I use btrfs_sends.py
to send these snapshots to btrfs-formatted USB disk
drives that I plug in once a month. Since the disks keep all snapshots forever,
they're subdirectoried by year, which I don't bother with locally.
I use zfs_rsync.py
to insure against a data-losing btrfs bug by also copying
the first snapshot in each month to a zfs disk and then snapshotting that. (This
is where we use the assumption that snapshot names begin with YYYY-MM, because
those are the zfs snapshot names).
Both use config.py
which needs to define three values of type set[str]
:
btrfs_remotes
, which is the possible places where the btrfs send targets could be. The script proceeds if and only if exactly one of them is present.zfs_pools
, which names the zfs pools the script is willing to use as targets. It's OK to have multiple present at once.btrfs_srcs
, which is where all the local snapshots exist. It's a set and not just a single path so that you can pass the partitioned-by-year directories from a send target, in case you want to send from one of these disks as well.
config.py
is not included because I personally find it embarrassing for people
to know the names of my disks and pools.
The rsync doesn't detect renames, they become an add + delete. This is a quite common complaint about rsync, so there are some patches to address it, but I haven't tried to use them, and would prefer to stick to "vanilla" rsync code, since correctness is important here.
I will probably address this by inferring renames from the btrfs sources,
perhaps using btrfs receive --dump
, and apply those renames before doing the
rsync. In principle, this shouldn't impact correctness, since the rsync would
correct any mistakes I made. I haven't done this yet because I don't have a new
enough version of btrfs-progs
locally to pick up the fix for
this issue.
(It's also possible for this to result in larger snapshots, e.g. if what you
did on the source was mv A B; cp B A; completely rewrite B
and you'd actually
rather rsync match up old-A with new-A than new-B. But this seems unlikely in
practice.)
One disadvantage of doing it this way is that you need the btrfs "source" snapshot to do it, not just the new snapshot that you are rsyncing. In the absence of that you could still detect renames using entirely "content-based" methods (e.g. using a content-addressable store, or even do something more exotic that can recognise similar but not identical files), but it sounds like more work than I'd like to do.
Common wisdom to minimise changes with rsync in copy-on-write scenarios is to
use --no-whole-file --inplace
, so that if a small part of your file is
updated, rsync won't rewrite the rest of the file. (Whole-file transfers are
default when both paths are local, as is the case here.) However, there's a
correctness problem with doing this in the presence of --hard-links
, which is
that rsync won't break hard links in the destination that aren't present in the
source. Thus, if you have two hardlinked files in the source, you rsync them,
and then you break the hard links in the source, update one of them, and rsync
again, they may both be updated in the destination. Using whole-file updates
breaks the hard link and thus avoids the problem.

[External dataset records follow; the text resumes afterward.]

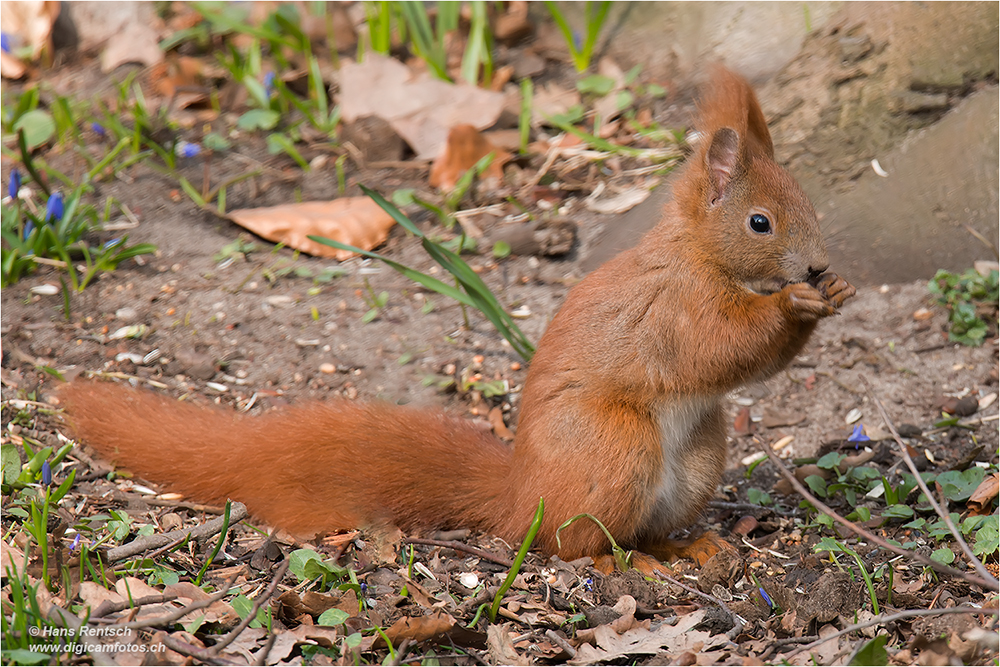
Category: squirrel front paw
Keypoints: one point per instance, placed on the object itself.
(820, 298)
(806, 302)
(835, 289)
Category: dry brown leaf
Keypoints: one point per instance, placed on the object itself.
(981, 500)
(419, 108)
(11, 67)
(551, 100)
(616, 204)
(674, 639)
(356, 221)
(465, 147)
(501, 649)
(139, 43)
(421, 628)
(417, 592)
(128, 32)
(514, 24)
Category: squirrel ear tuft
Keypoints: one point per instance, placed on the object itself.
(730, 102)
(721, 159)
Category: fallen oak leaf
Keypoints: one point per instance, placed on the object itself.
(356, 221)
(419, 108)
(437, 626)
(464, 148)
(981, 500)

Another solution would be to drop --hard-links
, but:
- faithful reproduction of as much as my filesystem as possible seems more important than using as little space as possible,
- my system does use hard links in some contexts, and I imagine most file modifications replace the whole file anyway, so it's not even clear which of the options minimizes space usage.
Strictly speaking, this can still result in a correctness problem where if you break a hardlink in the source but don't modify either file, then they may remain hardlinked in the destination. This has been reported as an rsync bug, but it hasn't received a lot of enthusiasm. I feel reasonably comfortable assuming that I never break a hard link without also modifying at least one of the files, although I'd feel even more comfortable if I didn't have to assume that.